Shaw Maddison, Lye Jessica, Alves Andrew, Lehmann Joerg, Sanagou Masoumeh, Geso Moshi, Brown Rhonda
Australian Clinical Dosimetry Service, Australian Radiation Protection and Nuclear Safety Agency, Melbourne, Australia; School of Health and Biomedical Sciences, RMIT University, Melbourne, Australia.
Australian Clinical Dosimetry Service, Australian Radiation Protection and Nuclear Safety Agency, Melbourne, Australia; Olivia Newton John Cancer Wellness and Research Centre, Austin Health, Australia.
Phys Med. 2023 Aug;112:102632. doi: 10.1016/j.ejmp.2023.102632. Epub 2023 Jul 3.
Stereotactic Body Radiotherapy (SBRT) for lung tumours has become a mainstay of clinical practice worldwide. Measurements in anthropomorphic phantoms enable verification of patient dose in clinically realistic scenarios. Correction factors for reporting dose to the tissue equivalent materials in a lung phantom are presented in the context of a national dosimetry audit for SBRT. Analysis of dosimetry audit results is performed showing inaccuracies of common dose calculation algorithms in soft tissue lung target, inhale lung material and at tissue interfaces.
Monte Carlo based simulation of correction factors for detectors in non-water tissue was performed for the soft tissue lung target and inhale lung materials of a modified CIRS SBRT thorax phantom. The corrections were determined for Gafchromic EBT3 Film and PTW 60019 microDiamond detectors used for measurements of 168 SBRT lung plans in an end-to-end dosimetry audit. Corrections were derived for dose to medium (D) and dose to water (D) scenarios.

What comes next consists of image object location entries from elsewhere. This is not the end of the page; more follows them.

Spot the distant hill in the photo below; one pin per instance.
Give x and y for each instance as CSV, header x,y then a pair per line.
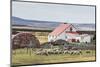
x,y
47,24
34,23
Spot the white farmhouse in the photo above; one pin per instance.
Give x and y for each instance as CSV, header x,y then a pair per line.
x,y
69,33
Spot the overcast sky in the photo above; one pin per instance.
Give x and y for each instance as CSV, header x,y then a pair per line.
x,y
54,12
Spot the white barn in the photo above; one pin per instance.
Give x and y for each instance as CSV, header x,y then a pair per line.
x,y
69,33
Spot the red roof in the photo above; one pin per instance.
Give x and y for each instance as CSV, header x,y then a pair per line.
x,y
72,32
60,29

Correction factors were up to -3.4% and 9.2% for in field and out of field lung respectively. Overall, application of the correction factors improved the measurement-to-plan dose discrepancy. For the soft tissue lung target, agreement between planned and measured dose was within average of 3% for both film and microDiamond measurements.

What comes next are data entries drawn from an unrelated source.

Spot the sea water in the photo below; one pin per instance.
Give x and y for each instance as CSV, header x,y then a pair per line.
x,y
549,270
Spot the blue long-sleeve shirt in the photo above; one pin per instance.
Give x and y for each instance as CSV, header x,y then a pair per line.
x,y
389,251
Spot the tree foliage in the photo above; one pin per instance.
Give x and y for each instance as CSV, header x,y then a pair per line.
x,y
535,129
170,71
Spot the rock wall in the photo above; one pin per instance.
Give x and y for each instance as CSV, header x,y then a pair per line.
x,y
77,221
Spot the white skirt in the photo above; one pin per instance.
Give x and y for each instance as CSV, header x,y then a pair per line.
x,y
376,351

The correction factors developed for this work are provided for clinical users to apply to commissioning measurements using a commercially available thorax phantom where inhomogeneity is present. The end-to-end dosimetry audit demonstrates dose calculation algorithms can underestimate dose at lung tumour/lung tissue interfaces by an average of 2-5%.
立体定向体部放射治疗(SBRT)用于肺部肿瘤已成为全球临床实践的主要手段。在人体模型中的测量能够在临床实际场景中验证患者剂量。在一项针对SBRT的国家剂量学审核背景下,给出了在肺部模型中向组织等效材料报告剂量的校正因子。对剂量学审核结果进行了分析,显示了常见剂量计算算法在软组织肺靶区、吸气肺材料以及组织界面处的不准确之处。
针对改良的CIRS SBRT胸部模型的软组织肺靶区和吸气肺材料,基于蒙特卡洛模拟了非水组织中探测器的校正因子。在一项端到端剂量学审核中,针对用于测量168个SBRT肺部计划的Gafchromic EBT3薄膜和PTW 60019微型金刚石探测器确定了校正因子。得出了介质剂量(D)和水剂量(D)场景下的校正因子。
野内和野外肺部的校正因子分别高达-3.4%和9.2%。总体而言,应用校正因子改善了测量剂量与计划剂量之间的差异。对于软组织肺靶区,薄膜和微型金刚石测量的计划剂量与测量剂量之间的一致性平均在3%以内。
为这项工作开发的校正因子提供给临床用户,以应用于使用存在不均匀性的市售胸部模型进行的调试测量。端到端剂量学审核表明,剂量计算算法在肺部肿瘤/肺组织界面处平均会低估剂量2 - 5%。